Howdy!
Folkert Rienstra said:
And this is to prove what exactly? (rhetorical question)
That, somehow, the other machines all recognize it as E:, even
without a D: present, EVEN THOUGH IT'S FAT32.
Praytell how does it do that if it's not in the partition boot
blocks?
Now, a Win9X box stuffs it in the next available drive letter. But
the XP boxes all presume it's E:, even with C: and W: as the only other
visible drives.
Not so rhetorical, is it?
The "other" methods that you are still to give reference to .....
Setting the drive letter in the registry or in the boot blocks of
the partition. Again, see my note about the FAT32 drive above. Until you
can explain to me how the machines miss "D:" for this drive (although normal
Win9X drives get D: on the same machines), I'd say that somewhere in the
partition boot block this info is written.
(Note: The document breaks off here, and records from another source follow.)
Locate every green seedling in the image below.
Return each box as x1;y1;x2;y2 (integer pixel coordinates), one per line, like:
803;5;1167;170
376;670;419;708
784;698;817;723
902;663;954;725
Where else could it be written
for it to come up as E: on all those machines when first connected?
Since I made a stronger case in another branch which you chose to ignore
I'll assume that your drive letter writing to the partition boot blocks is
just as bogus as your BIOS drive letters.
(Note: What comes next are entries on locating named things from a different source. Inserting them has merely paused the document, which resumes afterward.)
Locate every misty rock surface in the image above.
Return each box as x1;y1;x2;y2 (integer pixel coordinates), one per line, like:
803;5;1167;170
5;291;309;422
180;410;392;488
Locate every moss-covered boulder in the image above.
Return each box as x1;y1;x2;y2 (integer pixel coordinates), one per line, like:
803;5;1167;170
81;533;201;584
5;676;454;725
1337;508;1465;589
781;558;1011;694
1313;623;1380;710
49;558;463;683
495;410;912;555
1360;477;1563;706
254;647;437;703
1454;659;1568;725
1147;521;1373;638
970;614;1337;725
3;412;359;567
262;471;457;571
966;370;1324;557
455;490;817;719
You know what assume is, don't you?
And I probably phrased that badly - it's how the BIOS enumerates the
primary partitions for those (which is about all I ever use nowadays), it's
up to the OS to handle the logical drives in the extended partitions.
And before you claim it doesn't - take a GOOD look at a machine that
supports booting off of USB, and has one of those multimedia card readers
attached. Stuff a bare drive in there, and install XP on it. Then tell me
what drive letter that first hard disk got, m'kay?